Wanting to sell that old radio?


----------



## Meerkat (Aug 10, 2008)

Shakespeare 5225 xt. Antenna is the heart of your radio.


----------



## sherman51 (Apr 12, 2011)

Meerkat said:


> Shakespeare 5225 xt. Antenna is the heart of your radio.


X2 on the 5225xt. its got all kinds of good reviews. it can be had off ebay for around 110.00. I went a step further and got the 5399 9'6" 2 piece antenna for my boat and I couldn't be happier. it runs around 205.00 on ebay. I did leave it up once and hit a bridge and busted the tip section. but it only cost me 18.00 to replace the tip section. I've had several guys swear by the 5225xt and never heard the 1st complaint. it'll make you a great antenna.

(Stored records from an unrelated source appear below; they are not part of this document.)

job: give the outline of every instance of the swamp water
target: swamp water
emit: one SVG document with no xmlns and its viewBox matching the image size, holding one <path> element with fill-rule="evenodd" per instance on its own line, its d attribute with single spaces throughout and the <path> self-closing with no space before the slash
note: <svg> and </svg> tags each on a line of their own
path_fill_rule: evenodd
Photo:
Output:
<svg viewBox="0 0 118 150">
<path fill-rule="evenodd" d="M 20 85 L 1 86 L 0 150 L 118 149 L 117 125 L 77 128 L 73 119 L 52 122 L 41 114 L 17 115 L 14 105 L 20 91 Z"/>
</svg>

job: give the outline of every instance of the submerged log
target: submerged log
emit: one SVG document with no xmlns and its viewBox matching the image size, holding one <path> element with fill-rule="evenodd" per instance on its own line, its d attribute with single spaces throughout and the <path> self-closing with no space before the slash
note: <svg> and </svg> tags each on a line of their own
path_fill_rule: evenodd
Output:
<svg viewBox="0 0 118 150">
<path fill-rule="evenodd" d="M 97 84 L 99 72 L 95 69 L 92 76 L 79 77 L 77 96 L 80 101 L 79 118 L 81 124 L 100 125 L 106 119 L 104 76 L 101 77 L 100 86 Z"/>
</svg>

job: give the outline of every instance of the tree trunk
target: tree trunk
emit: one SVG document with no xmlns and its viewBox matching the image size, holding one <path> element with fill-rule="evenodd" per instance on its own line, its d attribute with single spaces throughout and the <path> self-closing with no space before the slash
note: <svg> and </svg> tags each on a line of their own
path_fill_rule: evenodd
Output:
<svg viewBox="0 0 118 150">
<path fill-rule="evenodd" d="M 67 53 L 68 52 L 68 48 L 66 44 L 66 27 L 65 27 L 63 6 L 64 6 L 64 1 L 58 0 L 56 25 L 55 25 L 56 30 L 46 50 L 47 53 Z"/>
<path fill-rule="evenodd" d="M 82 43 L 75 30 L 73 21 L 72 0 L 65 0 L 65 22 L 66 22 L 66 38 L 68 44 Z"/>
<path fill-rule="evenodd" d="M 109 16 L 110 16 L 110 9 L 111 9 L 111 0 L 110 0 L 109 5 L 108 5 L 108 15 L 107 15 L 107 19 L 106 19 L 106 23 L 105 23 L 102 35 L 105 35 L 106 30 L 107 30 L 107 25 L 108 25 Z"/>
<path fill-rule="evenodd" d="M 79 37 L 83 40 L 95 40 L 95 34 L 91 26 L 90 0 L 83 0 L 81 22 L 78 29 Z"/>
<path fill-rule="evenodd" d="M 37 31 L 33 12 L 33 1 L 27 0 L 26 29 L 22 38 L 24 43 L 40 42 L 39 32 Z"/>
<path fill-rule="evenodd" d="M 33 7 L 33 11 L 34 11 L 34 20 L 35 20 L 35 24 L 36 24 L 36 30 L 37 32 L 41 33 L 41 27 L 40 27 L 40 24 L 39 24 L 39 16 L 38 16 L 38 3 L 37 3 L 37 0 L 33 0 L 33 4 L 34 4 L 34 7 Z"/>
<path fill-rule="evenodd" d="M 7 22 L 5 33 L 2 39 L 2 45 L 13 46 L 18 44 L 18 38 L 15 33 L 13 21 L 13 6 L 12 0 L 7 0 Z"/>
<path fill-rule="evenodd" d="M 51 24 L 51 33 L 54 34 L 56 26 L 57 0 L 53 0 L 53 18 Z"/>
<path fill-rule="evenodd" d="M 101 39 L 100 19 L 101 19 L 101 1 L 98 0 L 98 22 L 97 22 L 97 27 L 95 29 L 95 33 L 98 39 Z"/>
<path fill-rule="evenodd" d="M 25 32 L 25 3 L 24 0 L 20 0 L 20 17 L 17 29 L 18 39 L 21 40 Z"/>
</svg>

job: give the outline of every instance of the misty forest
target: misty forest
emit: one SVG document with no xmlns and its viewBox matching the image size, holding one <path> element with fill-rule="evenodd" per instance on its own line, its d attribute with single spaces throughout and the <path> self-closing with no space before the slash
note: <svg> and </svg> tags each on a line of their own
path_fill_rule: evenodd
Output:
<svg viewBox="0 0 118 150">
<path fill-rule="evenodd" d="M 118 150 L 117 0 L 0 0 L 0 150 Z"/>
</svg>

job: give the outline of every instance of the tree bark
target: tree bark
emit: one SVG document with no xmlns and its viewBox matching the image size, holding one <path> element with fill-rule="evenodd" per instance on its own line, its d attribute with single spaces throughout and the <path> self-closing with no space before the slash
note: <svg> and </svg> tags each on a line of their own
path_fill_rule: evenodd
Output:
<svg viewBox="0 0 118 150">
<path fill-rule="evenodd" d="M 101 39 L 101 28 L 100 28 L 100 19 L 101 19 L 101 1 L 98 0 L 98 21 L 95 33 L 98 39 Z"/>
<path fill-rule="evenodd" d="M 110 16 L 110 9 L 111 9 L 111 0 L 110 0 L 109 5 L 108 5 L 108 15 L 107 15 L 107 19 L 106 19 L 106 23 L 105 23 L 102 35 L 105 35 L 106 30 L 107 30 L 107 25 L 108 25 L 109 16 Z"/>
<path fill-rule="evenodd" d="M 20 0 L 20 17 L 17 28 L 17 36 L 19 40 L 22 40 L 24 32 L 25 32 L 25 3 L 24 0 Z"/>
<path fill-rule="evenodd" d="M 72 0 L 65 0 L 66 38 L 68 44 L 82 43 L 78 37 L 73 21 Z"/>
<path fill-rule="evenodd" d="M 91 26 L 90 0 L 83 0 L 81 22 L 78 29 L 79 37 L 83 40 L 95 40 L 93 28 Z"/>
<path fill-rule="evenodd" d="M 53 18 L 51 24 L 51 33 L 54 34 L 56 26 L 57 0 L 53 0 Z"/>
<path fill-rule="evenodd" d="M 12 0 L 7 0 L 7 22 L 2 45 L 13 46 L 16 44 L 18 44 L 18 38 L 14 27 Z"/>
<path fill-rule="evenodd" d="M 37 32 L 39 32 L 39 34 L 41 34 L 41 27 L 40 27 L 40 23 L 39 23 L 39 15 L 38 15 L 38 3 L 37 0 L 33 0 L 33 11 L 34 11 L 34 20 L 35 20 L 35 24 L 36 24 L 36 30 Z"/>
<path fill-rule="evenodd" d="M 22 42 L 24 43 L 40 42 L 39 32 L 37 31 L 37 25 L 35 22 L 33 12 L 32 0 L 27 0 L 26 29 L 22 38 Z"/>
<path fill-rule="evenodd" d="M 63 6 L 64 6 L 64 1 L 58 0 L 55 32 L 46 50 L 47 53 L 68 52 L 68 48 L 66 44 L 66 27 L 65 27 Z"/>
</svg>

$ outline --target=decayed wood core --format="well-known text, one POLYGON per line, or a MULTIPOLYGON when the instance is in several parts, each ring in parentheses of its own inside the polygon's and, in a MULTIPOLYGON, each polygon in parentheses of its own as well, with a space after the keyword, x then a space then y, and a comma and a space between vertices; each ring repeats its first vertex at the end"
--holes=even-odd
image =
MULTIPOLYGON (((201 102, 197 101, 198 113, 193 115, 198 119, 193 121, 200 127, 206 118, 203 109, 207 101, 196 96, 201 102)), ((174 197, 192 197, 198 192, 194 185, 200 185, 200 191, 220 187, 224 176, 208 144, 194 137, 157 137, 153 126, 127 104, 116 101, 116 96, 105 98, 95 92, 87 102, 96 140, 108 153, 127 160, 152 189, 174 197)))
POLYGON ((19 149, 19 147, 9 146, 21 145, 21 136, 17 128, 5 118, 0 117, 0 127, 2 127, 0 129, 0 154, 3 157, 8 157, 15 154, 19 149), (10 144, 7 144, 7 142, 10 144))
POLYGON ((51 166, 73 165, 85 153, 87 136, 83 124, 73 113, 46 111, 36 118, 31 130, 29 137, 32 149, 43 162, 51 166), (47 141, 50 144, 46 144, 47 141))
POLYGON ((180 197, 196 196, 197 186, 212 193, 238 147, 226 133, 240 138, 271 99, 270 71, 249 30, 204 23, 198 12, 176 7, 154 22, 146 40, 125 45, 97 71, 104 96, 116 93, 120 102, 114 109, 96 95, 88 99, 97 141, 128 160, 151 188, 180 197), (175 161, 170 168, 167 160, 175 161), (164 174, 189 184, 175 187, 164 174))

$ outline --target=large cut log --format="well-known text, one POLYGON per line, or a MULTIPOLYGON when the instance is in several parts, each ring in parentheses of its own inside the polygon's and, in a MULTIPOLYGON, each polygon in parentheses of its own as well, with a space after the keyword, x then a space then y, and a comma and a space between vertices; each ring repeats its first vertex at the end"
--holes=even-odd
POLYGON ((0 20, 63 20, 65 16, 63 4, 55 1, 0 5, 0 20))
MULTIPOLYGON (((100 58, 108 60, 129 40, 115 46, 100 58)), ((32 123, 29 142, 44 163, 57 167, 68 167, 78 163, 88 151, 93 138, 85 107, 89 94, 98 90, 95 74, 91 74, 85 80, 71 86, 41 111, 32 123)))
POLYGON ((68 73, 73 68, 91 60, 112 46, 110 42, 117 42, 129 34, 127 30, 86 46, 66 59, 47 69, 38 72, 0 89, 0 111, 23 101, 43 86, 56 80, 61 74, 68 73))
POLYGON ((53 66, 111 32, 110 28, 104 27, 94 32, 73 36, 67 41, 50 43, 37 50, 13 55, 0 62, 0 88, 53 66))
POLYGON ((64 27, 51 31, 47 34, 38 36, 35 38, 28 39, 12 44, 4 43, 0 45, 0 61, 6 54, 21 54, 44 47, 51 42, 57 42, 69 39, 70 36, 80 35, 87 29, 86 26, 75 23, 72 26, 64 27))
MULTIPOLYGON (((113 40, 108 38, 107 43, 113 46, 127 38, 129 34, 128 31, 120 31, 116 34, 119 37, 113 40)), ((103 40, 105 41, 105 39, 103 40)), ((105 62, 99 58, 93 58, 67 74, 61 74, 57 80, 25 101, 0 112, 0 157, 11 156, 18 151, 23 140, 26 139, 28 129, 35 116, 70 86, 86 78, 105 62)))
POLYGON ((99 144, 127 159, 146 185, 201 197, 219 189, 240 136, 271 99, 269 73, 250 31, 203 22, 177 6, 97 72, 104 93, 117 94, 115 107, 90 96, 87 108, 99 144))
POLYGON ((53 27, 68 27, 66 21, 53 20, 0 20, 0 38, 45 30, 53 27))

I have just a cheap radio and had a cheap antenna. it did work but just not as good as I would have liked. I kept reading just how important the antenna is. so I did some more research and found it to be true. so I upgraded the antenna and planned to upgrade the radio a little later. I was so happy with the new antenna I didn't upgrade the radio. but now with the new radios being gps ready I plan on getting a new one this spring. good luck and good boating with your new radio and antenna.
sherman


----------



## boatnut (Nov 22, 2006)

Digital brand antenna. Google it


----------



## ApeShip (Apr 17, 2006)

EyeCatchEm said:


> Wanting to sell that old radio?


Sorry EyeCatchEm, holding onto it as back up.


----------



## ApeShip (Apr 17, 2006)

Thanks for the input folks.


----------



## ApeShip (Apr 17, 2006)

sherman51 said:


> X2 on the 5225xt. its got all kinds of good reviews. it can be had off ebay for around 110.00. I went a step further and got the 5399 9'6" 2 piece antenna for my boat and I couldn't be happier. it runs around 205.00 on ebay. I did leave it up once and hit a bridge and busted the tip section. but it only cost me 18.00 to replace the tip section. I've had several guys swear by the 5225xt and never heard the 1st complaint. it'll make you a great antenna.
> 
> I have just a cheap radio and had a cheap antenna. it did work but just not as good as I would have liked. I kept reading just how important the antenna is. so I did some more research and found it to be true. so I upgraded the antenna and planned to upgrade the radio a little later. I was so happy with the new antenna I didn't upgrade the radio. but now with the new radios being gps ready I plan on getting a new one this spring. good luck and good boating with your new radio and antenna.
> sherman


Yes, my Explorer has the GPS. One of the display options is a course up compass. Pretty dang handy.


----------



## ApeShip (Apr 17, 2006)

Whoops, for clarity, my radio is a
*Standard Horizon GX1700W Standard Explorer GPS VHF Marine Radio*


----------